Click the star to add/remove an item to/from your individual schedule.
You need to be logged in to avail of this functionality.

Accepted Paper:

Governance capabilities in the food-energy-water nexus and the role of information technologies  
Timothy Karpouzoglou (Wageningen University) Laura Pereira (City University of London) Samir Doshi (USAID)

Send message to Authors

Paper short abstract:

The use of information technologies in the food-energy-water nexus is growing with uncertain implications for governance. In this paper we draw upon governance capabilities scholarship to better conceptualise the role of information infrastructures and governance in the food-energy-water nexus.

Paper long abstract:

The food-energy-water (FEW) nexus presents us with a 'wicked' problem similar to climate change adaptation. The nexus cannot be precisely formulated or solved due to widely divergent understandings of the FEW nexus as well as inherent complexities associated with their monitoring and evaluation. At the same we are witnessing a proliferation of information technologies (ITs) in FEW nexus governance. Examples include, the Internet and mobile phones as a means of communicating agricultural market information to farmers or as tools for monitoring water and sanitation services. Many of these "small infrastructures" have taken place with strong public private sector partnerships and involve large investments.

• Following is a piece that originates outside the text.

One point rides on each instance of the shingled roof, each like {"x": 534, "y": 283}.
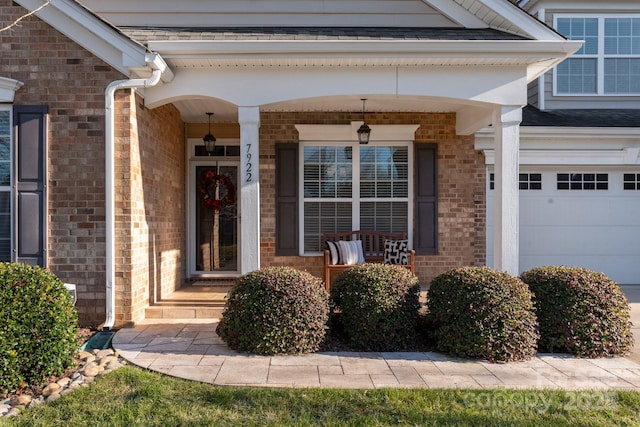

It remains uncertain however how these ITs will become (or are already) embedded in increasingly messy and complex FEW governance arenas. Drawing upon scholarship on governance capabilities we explore new theoretical avenues with the aim to better understand this entanglement of information infrastructures with nexus governance. We further draw upon a literature survey that has helped us identify IT cases and has helped us contextualise our analysis of the main five governance capabilities of reflexivity, resilience, responsiveness, revitalisation and rescaling. A conceptual framework linking ITs with FEW governance is proposed that takes much better into account the rapidly evolving nature of information infrastructures.